I also encountered this issue when testing interoperability of our C# CMS implementation with PKI.js using test data generated by SMIMEEncryptionExample. I agree with @gnarea that PKI.js is not RFC-compliant. PKI.js utilizes the algorithm identifiers specified by RFC 5084, but uses them in a way that is apparently incompatible with the specification as prescribed by that RFC:

1. Instead of using GCMParameters (with nonce and optional IVlen), it uses an OCTET STRING with just the nonce. This is clearly wrong.

2. Instead of using RFC 5083's Authenticated-Enveloped-Data (which adds support to integrity check value (ICV) needed by AES/GCM), it utilizes Enveloped-Data. However, Enveloped-Data lacks the ICV field, so PKI.js instead appends the ICV to the end of encrypted content.
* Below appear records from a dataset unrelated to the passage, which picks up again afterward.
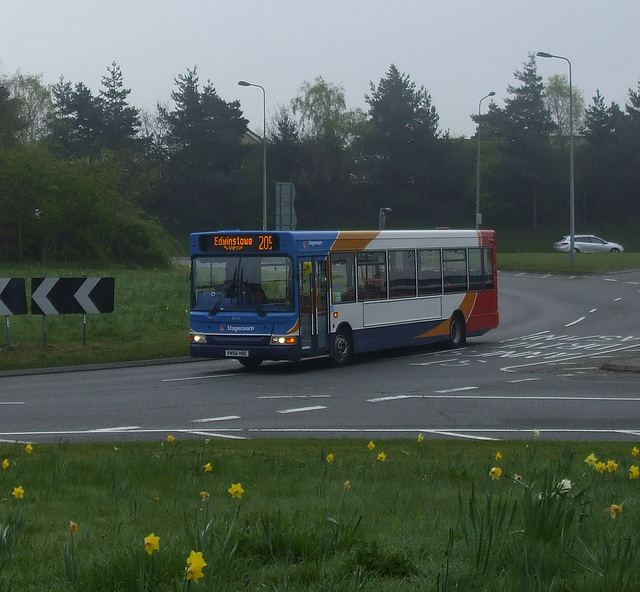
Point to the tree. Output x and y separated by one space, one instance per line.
121 122
557 101
403 128
203 181
525 125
But that approach does not seem to have basis in any RFC! Additionally, it's hardcoded to use ICV length of 16 bytes, which again has no basis in RFC 5084.

In the meantime, OpenSSL's implementation made it into OpenSSL 3.0. It seems to be correct and compliant with both RFC 5083 and 5084. On the other hand, PKI.js implementation seems to be just made-up, and it definitely should be fixed.